KNN Classifier Training Accuracy:  0.3667174856338689
KNN Classifier Testing Accuracy:  0.12148217636022514
Decision Tree Classifier Training Accuracy:  0.31101207927758884
Decision Tree Classifier Testing Accuracy:  0.25140712945590993


### Q5: Test out your one best model using your test set. 

In [7]:
# Pick the model with the highest testing accuracy
best_model = knn if knn_test_acc > dt_test_acc else dt

# Predict the target variable (Town) using the best model and the test set
Y_pred = best_model.predict(X_test)
print("The best model with the higher testing accuracy is:", best_model)

The best model with the higher testing accuracy is: DecisionTreeClassifier(max_depth=7)


Comparing the KNN model to the Decision tree model, the testing accuracy for the decision tree model was higher. However, realistically, this may not be the most accurate model since I chose the random_state as 0 and the max_depth of the decision tree to be 7, if the max_depth was at the optimal point (in an ideal situation), it would provide a better testing accuracy, but this model would be more complex and would take more time to output a result. Similarly, I chose the n_neighbours value for KNN as 5, ideally, choosing the optimal knn value would provide better testing accuracy.

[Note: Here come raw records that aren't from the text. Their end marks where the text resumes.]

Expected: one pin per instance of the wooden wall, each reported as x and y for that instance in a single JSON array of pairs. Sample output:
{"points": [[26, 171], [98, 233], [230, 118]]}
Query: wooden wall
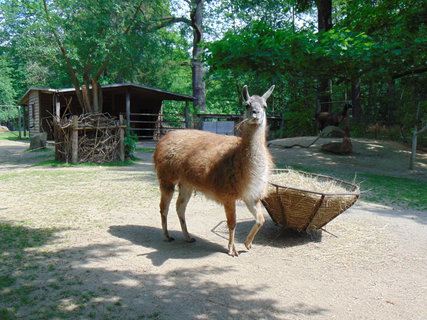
{"points": [[34, 112]]}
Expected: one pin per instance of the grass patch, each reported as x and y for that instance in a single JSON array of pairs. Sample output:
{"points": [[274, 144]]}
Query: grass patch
{"points": [[59, 164], [45, 149], [394, 190], [14, 136], [145, 149]]}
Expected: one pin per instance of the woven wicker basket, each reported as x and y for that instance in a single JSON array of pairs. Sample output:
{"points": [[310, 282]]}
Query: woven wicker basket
{"points": [[304, 209]]}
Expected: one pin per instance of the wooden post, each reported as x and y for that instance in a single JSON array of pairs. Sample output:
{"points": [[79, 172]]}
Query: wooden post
{"points": [[56, 121], [122, 139], [128, 107], [187, 116], [75, 141]]}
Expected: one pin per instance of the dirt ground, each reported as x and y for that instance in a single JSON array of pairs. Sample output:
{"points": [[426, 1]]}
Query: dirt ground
{"points": [[108, 241]]}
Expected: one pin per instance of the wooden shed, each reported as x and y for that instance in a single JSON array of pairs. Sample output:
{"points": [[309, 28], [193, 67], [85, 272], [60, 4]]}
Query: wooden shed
{"points": [[141, 106]]}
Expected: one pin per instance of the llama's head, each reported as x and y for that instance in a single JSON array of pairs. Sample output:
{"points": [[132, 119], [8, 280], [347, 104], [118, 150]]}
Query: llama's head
{"points": [[255, 107]]}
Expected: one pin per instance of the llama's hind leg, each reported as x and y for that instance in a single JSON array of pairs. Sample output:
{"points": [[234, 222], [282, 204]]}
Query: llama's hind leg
{"points": [[181, 204], [165, 199], [230, 212], [256, 210]]}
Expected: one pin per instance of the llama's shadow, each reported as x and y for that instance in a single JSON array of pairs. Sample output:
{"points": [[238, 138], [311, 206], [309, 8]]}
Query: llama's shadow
{"points": [[270, 234], [152, 238]]}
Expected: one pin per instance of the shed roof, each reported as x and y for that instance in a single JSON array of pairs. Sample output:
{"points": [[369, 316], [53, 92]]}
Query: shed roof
{"points": [[152, 93]]}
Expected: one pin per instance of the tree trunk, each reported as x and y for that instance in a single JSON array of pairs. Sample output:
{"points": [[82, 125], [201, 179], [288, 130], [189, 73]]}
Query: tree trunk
{"points": [[96, 96], [324, 23], [198, 72], [355, 101]]}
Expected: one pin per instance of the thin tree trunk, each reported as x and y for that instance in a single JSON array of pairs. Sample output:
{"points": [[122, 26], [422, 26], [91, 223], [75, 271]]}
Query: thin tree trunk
{"points": [[198, 72], [324, 23]]}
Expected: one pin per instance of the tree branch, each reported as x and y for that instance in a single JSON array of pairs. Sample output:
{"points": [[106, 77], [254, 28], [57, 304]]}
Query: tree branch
{"points": [[167, 21], [116, 45], [71, 70], [409, 72]]}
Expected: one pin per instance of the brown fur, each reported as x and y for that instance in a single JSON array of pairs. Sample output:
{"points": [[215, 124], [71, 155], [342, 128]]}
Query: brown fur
{"points": [[224, 168]]}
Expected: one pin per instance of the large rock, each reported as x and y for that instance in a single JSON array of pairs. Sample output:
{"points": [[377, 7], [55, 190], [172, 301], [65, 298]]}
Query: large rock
{"points": [[38, 141]]}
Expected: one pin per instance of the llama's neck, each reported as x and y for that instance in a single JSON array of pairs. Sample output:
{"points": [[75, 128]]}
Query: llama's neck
{"points": [[253, 139], [256, 161]]}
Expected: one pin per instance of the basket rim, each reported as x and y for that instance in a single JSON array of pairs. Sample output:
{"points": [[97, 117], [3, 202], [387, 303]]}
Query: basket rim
{"points": [[355, 192]]}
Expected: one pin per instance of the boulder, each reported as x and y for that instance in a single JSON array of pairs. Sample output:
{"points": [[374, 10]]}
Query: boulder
{"points": [[38, 141]]}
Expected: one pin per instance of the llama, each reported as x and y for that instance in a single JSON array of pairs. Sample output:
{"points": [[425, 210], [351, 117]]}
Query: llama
{"points": [[223, 168]]}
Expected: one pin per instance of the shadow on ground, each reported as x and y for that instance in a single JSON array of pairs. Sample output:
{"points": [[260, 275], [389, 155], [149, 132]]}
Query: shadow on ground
{"points": [[150, 237]]}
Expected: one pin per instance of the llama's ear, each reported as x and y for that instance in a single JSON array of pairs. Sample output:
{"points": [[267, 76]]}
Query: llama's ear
{"points": [[245, 93], [266, 95]]}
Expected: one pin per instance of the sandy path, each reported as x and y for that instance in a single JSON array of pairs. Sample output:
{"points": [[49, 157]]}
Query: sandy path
{"points": [[109, 241]]}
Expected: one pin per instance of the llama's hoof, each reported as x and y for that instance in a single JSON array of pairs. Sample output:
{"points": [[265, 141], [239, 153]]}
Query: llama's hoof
{"points": [[233, 252]]}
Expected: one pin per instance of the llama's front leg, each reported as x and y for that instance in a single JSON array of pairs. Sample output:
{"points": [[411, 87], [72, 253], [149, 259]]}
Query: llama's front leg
{"points": [[165, 199], [181, 205], [230, 212], [256, 210]]}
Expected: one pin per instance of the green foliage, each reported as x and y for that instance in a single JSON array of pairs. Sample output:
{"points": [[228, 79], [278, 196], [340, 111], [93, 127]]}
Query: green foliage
{"points": [[379, 44]]}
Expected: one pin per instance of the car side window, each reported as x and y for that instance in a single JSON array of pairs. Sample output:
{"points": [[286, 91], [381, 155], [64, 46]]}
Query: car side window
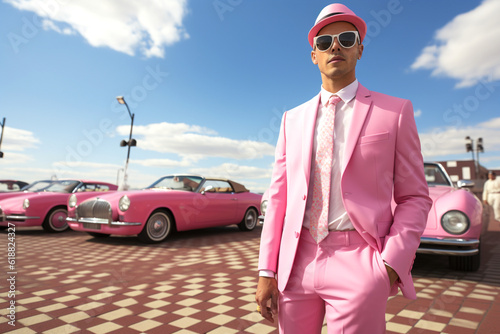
{"points": [[217, 186]]}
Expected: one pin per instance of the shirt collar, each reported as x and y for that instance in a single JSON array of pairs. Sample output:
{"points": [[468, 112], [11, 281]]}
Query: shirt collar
{"points": [[346, 94]]}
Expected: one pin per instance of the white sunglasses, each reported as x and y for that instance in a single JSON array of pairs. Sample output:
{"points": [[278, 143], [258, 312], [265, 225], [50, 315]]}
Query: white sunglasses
{"points": [[347, 39]]}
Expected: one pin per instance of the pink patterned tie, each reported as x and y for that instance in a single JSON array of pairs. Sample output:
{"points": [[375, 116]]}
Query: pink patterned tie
{"points": [[322, 174]]}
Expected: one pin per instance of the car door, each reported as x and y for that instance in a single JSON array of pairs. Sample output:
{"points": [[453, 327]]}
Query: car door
{"points": [[221, 202]]}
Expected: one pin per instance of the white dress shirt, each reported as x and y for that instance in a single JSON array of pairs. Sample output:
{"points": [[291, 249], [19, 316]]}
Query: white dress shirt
{"points": [[337, 215]]}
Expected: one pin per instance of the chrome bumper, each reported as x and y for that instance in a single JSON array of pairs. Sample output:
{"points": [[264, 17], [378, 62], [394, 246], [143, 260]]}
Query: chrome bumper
{"points": [[100, 221], [20, 218], [261, 219], [448, 246]]}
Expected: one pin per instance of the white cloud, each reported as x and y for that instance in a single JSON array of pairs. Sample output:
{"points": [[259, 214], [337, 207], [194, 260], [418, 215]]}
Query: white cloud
{"points": [[162, 163], [18, 140], [193, 143], [466, 48], [126, 26], [441, 142]]}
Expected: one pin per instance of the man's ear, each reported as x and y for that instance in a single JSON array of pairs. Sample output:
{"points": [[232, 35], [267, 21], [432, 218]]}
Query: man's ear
{"points": [[313, 57]]}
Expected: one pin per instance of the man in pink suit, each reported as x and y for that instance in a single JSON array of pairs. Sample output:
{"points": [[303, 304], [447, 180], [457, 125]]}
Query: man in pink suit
{"points": [[331, 243]]}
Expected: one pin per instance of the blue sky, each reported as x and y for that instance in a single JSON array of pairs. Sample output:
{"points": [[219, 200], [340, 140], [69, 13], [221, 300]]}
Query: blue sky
{"points": [[208, 82]]}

### Q6: Present your findings.  Was your testing accuracy as good as your training?  What did you think happened?

In [10]:
#findings for the best model: Decision Tree Classifier

print("Decision Tree Classifier Training Accuracy:", dt_train_acc)
print("Decision Tree Classifier Testing Accuracy", dt_test_acc)

# Compare testing accuracy with training accuracy
print("Is Testing Accuracy as good as Training Accuracy? ", dt_test_acc == dt_train_acc)

# Explanation
if dt_test_acc == dt_train_acc:
    print("The testing accuracy is as good as the training accuracy, indicating that the model is not overfitting and can generalize well to new data.")
else:
    print("The testing accuracy is not as good as the training accuracy, indicating that the model is overfitting and may not generalize well to new data.")

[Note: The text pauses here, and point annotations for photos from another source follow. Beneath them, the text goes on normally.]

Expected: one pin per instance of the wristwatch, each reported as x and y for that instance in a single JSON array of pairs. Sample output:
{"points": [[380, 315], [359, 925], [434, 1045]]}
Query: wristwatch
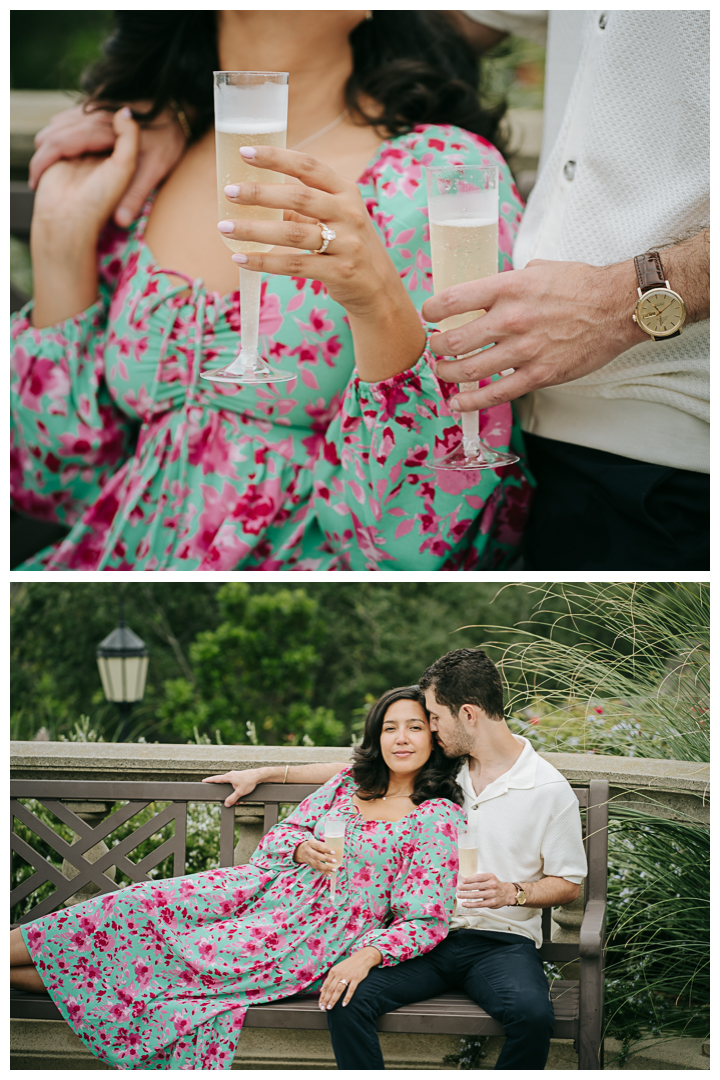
{"points": [[519, 896], [660, 311]]}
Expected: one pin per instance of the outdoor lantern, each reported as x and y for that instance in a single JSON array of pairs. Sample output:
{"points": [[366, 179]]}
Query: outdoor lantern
{"points": [[122, 659]]}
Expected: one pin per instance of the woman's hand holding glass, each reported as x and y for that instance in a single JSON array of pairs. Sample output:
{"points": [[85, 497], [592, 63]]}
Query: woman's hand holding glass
{"points": [[358, 273], [316, 854]]}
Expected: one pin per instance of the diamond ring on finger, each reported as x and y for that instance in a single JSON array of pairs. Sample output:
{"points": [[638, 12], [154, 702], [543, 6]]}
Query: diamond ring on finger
{"points": [[327, 235]]}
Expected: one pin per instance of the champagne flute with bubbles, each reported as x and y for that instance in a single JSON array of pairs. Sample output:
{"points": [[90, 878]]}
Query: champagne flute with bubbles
{"points": [[462, 207], [250, 109], [467, 856]]}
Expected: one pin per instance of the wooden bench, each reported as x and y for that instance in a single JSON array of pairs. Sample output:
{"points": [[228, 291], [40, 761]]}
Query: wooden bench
{"points": [[578, 1003]]}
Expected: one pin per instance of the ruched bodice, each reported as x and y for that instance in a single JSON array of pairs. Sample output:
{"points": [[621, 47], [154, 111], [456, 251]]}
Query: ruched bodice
{"points": [[116, 433]]}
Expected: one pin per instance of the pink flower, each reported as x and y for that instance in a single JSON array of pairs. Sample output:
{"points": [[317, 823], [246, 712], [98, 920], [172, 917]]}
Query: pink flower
{"points": [[76, 1010], [40, 377], [206, 949]]}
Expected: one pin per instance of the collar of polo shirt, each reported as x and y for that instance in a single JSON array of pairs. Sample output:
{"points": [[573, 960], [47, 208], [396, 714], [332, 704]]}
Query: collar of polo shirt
{"points": [[521, 774]]}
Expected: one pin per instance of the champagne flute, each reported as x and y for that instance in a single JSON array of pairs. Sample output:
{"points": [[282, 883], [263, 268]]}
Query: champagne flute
{"points": [[462, 206], [335, 837], [250, 109], [467, 855]]}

Decision Tree Classifier Training Accuracy: 0.31101207927758884
Decision Tree Classifier Testing Accuracy 0.25140712945590993
Is Testing Accuracy as good as Training Accuracy?  False
The testing accuracy is not as good as the training accuracy, indicating that the model is overfitting and may not generalize well to new data.


Although the Decision Tree model is more accurate compared to the KNN model, the training accuracy of the 'best' model is still higher than the the testing accuracy. This would indicate that the model is overfitting to the training data. Hence, the model learned the random fluctuations in the training data instead of understanding the underlying pattern. So, the model may not generalize to the new data and perform well on it.

# Q7: What town do you think Lee's house is in?  Use your model to predict.

In [11]:
#new_home = [sale price, sale date, no. bedrooms, no. bath, sq ft of house, sq. ft. of lot,
#            type of house,year built]
new_home = [350000, 43201, 3, 2, 1450, 40000, 1, 1992,]

town = dt.predict([new_home])
print("The predicted town for Lee's house is:", town[0])

The predicted town for Lee's house is: 47


I chose the best model (decision tree classifier) to predict what town Lee's house is in, since it would provide a more accurate prediction of the town compared to KNN. Although, the data is overfitting for both models, the decision tree had a higher testing accuracy.